杨相晚点头:“可以说是这样。易豪被他委任为补充营营长,除了原来的班底,又招募了一百多乌合之众,总计二百人,张湘砥给他配置了新式武器,扬言要彻底剿灭‘张、朱、张’,气焰可嚣张了。”
张云卿脑子“嗡嗡”作响,久久说不出话来。
“如今易豪率部正在四处招摇撞骗,不可一世,朱老爷、张老爷两部都给压得抬不起头来,躲在‘七步石’不敢出来。他们都猜你可能投靠别的势力去了,要我出来打探。起初我也估计你可能去了广西,后来又想到,你素来胆子大,说不定就躲在家乡没有出来。我去了贵府,见那里冷冷清清,连嫂子和侄儿都不在家里。这样一来,我就知道你一定是上了马鞍山。今日香客真多,顺路兄,真有你的,你的人扮成和尚,连当地人都骗过去了。就算易豪怀疑此地,也不一定能识破。”
张云卿苦笑道:“这也是没有办法的办法。”
“不过。”杨相晚黯然道,“如今易豪的势力非你我可以抗衡,长此下去终不是办法,我们总得想个权宜之策,变被动为主动。”
“变被动为主动?此话怎讲?”
“天无绝人之路,”杨相晚认真道,“如今易豪有了先例,他无非是投靠了张湘砥,我们也可以投靠更强大的。”
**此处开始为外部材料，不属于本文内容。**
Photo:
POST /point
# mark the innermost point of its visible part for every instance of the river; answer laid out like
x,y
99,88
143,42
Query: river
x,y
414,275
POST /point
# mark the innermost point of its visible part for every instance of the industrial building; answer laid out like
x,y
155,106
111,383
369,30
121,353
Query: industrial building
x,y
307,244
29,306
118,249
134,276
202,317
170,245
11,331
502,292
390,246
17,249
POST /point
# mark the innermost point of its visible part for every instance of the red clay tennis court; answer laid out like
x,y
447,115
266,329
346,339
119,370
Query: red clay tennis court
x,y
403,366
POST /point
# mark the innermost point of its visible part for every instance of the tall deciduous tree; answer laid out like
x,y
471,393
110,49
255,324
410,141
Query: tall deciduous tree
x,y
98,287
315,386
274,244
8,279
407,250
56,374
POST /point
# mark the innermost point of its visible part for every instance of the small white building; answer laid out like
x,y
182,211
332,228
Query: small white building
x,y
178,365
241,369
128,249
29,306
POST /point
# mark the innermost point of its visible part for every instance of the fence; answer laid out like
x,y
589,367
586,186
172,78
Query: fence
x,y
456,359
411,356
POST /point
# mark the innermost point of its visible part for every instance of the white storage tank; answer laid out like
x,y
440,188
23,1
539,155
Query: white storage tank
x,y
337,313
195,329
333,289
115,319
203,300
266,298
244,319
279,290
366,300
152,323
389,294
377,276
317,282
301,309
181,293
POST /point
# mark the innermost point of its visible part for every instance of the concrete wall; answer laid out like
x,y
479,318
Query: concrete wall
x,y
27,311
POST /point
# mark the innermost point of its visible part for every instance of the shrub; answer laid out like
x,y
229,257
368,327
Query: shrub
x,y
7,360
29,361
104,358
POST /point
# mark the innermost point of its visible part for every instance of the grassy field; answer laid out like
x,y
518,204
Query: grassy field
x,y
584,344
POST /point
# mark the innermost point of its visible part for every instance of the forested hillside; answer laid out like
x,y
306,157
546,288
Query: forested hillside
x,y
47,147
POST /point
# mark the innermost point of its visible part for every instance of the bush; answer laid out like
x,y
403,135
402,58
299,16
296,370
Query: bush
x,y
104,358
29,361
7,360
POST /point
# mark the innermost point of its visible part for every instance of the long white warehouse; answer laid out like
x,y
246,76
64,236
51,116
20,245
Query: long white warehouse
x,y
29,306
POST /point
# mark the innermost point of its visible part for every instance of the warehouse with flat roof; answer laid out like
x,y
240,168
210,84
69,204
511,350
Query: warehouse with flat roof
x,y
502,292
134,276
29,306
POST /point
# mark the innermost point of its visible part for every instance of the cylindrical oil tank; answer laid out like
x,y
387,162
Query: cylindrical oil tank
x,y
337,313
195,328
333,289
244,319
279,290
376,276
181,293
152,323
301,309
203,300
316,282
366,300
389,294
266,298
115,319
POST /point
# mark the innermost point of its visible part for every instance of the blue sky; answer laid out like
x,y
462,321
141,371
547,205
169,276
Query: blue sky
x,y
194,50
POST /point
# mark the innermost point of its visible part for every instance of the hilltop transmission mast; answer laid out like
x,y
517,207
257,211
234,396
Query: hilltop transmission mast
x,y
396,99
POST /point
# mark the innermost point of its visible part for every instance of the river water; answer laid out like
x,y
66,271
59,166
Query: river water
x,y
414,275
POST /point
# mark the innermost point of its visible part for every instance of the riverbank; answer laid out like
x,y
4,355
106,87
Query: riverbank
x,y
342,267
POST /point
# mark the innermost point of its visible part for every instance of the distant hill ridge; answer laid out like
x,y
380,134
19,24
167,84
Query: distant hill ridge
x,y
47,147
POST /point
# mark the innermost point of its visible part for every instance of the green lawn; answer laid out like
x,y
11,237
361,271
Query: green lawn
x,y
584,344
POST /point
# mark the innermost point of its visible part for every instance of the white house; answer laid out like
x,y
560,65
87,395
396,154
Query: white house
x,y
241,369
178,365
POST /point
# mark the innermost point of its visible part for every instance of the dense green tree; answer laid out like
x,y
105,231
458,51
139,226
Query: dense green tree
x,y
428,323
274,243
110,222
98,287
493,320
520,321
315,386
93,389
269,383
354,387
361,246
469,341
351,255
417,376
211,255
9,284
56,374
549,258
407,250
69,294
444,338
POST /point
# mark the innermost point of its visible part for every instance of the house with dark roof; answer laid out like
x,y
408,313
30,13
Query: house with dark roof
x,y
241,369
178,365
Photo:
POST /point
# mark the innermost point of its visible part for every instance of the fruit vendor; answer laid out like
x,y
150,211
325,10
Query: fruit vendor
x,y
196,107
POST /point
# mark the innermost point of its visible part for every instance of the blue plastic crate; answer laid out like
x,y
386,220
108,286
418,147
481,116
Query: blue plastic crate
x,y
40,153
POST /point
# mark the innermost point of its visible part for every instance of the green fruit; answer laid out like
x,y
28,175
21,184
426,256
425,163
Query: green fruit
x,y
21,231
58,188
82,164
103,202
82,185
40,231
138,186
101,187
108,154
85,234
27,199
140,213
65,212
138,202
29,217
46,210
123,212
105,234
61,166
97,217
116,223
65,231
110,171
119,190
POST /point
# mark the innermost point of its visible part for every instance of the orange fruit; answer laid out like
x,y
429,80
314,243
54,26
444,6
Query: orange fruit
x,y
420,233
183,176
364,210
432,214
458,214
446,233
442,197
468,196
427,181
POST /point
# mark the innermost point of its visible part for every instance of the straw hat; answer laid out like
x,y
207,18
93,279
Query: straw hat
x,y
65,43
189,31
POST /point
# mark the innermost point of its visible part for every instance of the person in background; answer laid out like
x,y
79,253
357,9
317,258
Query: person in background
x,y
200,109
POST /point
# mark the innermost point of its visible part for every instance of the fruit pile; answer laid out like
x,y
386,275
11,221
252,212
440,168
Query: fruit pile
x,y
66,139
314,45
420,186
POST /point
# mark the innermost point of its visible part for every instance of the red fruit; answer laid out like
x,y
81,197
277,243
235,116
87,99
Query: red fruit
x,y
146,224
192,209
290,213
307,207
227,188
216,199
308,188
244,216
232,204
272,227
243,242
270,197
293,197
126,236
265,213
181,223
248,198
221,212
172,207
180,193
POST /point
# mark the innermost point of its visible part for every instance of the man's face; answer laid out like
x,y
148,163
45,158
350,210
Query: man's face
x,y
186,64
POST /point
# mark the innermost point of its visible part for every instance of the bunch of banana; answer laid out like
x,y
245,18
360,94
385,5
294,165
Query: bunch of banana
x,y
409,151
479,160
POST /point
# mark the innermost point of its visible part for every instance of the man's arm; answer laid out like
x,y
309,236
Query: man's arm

“谁?武冈境内没有更大的势力呀?”“是的,武冈境内是没有更大的势力。但武冈之外呢,有没有?”
张云卿想了片刻,道:“今年中秋广西大军阀韩彩凤已经进驻到城步县。”
“这就对了!”杨相晚击掌道,“韩彩凤是旧桂系的风云人物,久经沙场,无论是经验、能力、手下兵力都比张湘砥强一百倍!若能投靠他,小小的张湘砥算得了老几?”
张云卿点着头,但仍有几分担心:“只是,人家是桂系,我们不过是本地杂牌,到了那里,人家欺不欺生?”
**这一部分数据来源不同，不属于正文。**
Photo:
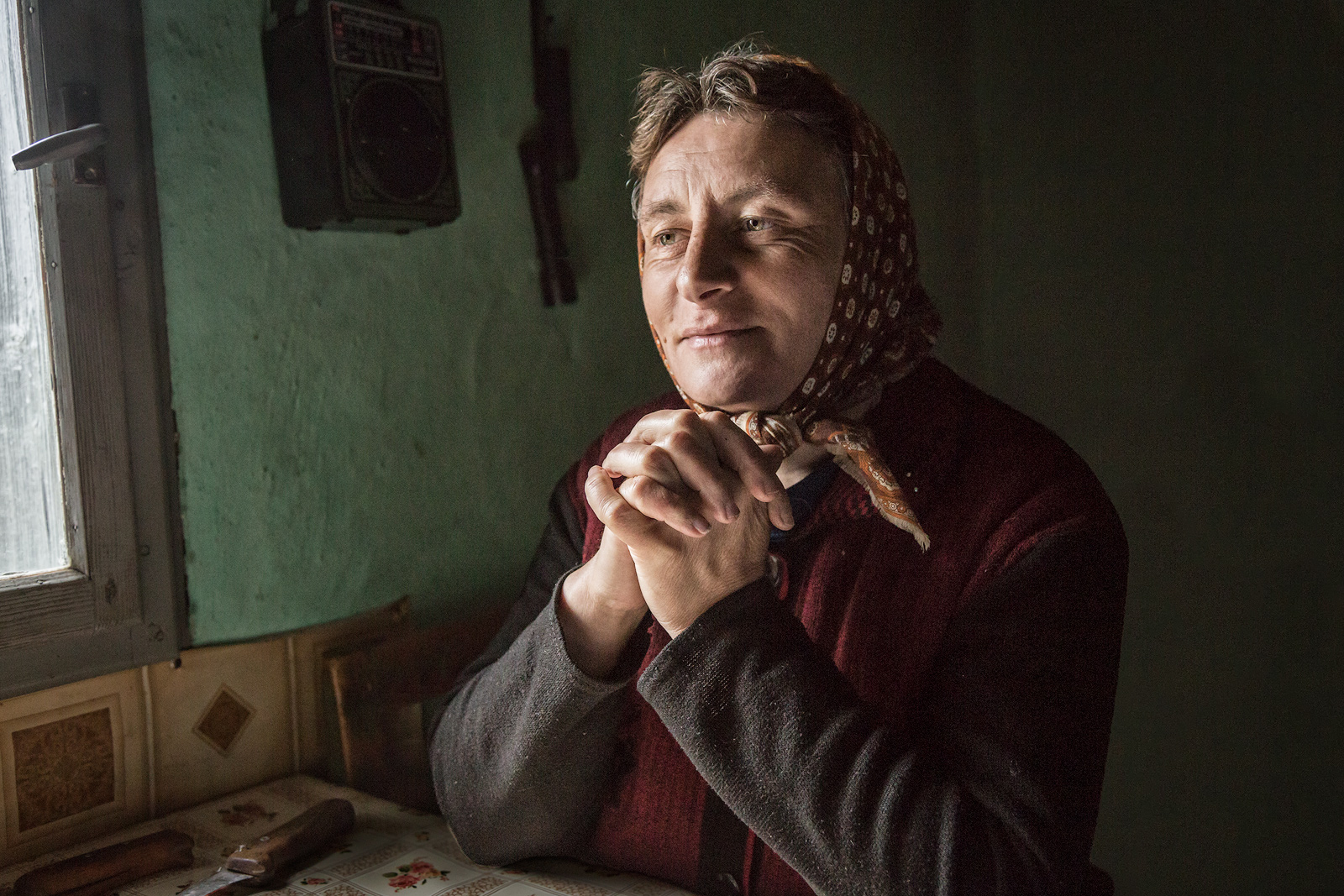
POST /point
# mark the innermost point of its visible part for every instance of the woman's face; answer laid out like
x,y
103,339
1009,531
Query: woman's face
x,y
743,231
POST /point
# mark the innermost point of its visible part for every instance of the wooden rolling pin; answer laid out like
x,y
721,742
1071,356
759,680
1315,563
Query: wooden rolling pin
x,y
105,869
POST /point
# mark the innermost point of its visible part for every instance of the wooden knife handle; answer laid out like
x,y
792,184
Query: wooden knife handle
x,y
297,837
111,867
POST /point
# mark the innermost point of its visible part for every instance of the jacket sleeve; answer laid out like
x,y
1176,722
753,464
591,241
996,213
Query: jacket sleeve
x,y
992,786
523,747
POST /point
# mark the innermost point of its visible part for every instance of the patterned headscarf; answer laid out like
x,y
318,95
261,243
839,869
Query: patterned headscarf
x,y
880,327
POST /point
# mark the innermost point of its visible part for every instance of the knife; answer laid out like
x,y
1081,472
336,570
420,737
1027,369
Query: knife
x,y
105,869
257,864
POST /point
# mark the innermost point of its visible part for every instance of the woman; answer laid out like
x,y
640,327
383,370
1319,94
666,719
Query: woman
x,y
898,679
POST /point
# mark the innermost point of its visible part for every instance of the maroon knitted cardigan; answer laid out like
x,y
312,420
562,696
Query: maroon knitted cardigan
x,y
988,484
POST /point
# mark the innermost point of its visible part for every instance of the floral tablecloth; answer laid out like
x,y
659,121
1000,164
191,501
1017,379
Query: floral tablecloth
x,y
391,852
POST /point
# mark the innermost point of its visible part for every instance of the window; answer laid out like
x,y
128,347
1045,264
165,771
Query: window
x,y
91,547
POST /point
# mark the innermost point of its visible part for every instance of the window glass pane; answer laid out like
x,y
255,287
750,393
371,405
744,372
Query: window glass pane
x,y
33,519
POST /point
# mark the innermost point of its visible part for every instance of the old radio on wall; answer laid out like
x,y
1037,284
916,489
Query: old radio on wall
x,y
360,114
杨相晚道:“你的顾虑有一定道理,但是,你有现成的优势,完全可以把这种顾虑排除在外。你别忘了,你的班底正是旧桂系过来的!”
张云卿恍然大悟,立即召来尹东波、谢老狗、钟雪华问:“有一个叫韩彩凤的人,你们知道么?”
尹、谢、钟异口同声:“知道。此人是陆荣廷的大将。”张云卿高兴地点点头:“很好!你们谁与他认识?”
三人面面相觑。
一会,钟雪华说:“陆荣廷手下有很多将领,韩彩凤不是十分有名。那时候,我们对韩彩凤的了解是部队里经常流传他指挥部下打仗的笑话。他下达攻击命令时,往往是指着对面的当铺、钱庄,对他的军队说:‘你瞧!那么多当铺,打进去任你们发洋财!’自从被陈炯明从广东赶回广西以后,他经常跟当官的说,以前作战有护法护国的政治口号作为号召,骗士兵去死,现在只有用‘发洋财’来引诱士兵卖命了。”
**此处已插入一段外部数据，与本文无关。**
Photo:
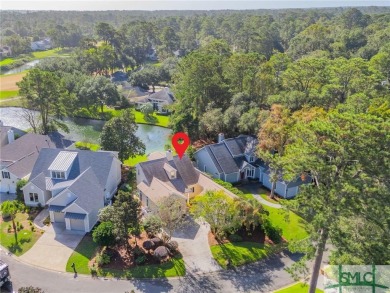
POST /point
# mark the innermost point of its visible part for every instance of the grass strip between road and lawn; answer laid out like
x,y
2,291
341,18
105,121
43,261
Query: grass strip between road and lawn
x,y
297,288
87,249
239,253
26,237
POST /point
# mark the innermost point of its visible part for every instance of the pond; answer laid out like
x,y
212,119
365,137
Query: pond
x,y
81,129
23,67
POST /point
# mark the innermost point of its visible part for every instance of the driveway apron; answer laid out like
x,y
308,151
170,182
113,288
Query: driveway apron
x,y
53,248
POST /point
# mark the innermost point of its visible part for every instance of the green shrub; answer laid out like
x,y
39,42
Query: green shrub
x,y
235,238
93,271
103,259
140,260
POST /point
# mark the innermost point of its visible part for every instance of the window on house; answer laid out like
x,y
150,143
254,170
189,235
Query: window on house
x,y
58,175
5,174
33,197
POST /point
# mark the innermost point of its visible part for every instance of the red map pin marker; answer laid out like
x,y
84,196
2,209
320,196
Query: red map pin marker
x,y
180,147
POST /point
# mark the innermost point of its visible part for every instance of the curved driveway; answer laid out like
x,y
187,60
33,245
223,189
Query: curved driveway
x,y
264,276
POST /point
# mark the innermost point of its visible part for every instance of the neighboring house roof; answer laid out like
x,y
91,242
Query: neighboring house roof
x,y
63,161
4,134
100,163
90,195
19,156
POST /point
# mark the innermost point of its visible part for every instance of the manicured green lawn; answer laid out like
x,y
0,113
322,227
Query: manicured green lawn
x,y
239,253
87,145
87,249
291,224
8,94
174,268
267,198
47,53
26,238
297,288
134,161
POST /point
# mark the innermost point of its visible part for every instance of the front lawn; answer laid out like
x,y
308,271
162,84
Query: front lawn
x,y
87,249
82,145
239,253
291,224
297,288
26,237
173,268
81,255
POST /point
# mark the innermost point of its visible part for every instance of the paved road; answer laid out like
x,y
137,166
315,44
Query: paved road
x,y
264,276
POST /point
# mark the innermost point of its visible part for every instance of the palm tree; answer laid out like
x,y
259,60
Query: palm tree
x,y
11,208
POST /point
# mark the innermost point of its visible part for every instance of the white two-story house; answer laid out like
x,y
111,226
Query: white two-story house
x,y
74,184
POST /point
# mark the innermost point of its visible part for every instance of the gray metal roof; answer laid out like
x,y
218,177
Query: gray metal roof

张云卿摆着手,表示对这些不感兴趣,失望地说:“不认识韩彩凤太遗憾了,投到他旗下,还不如自己和易豪拼了。”
杨相晚本来是乘兴而来,一听到钟雪华他们说不认识韩彩凤,热心一下子也凉了。
尹东波说:“我们在旧桂系当兵时,是属于沈鸿英部。实际上,沈鸿英比韩彩凤势力要大十几倍,名气也大得多,到后来,陆荣廷就是他逼垮的??当然,其中也有我们这批弟兄的功劳。”
谢老狗道:“沈鸿英以前也曾多次经过武冈,不知现在何处。满老爷,我们何不派人去广西与沈鸿英联系?”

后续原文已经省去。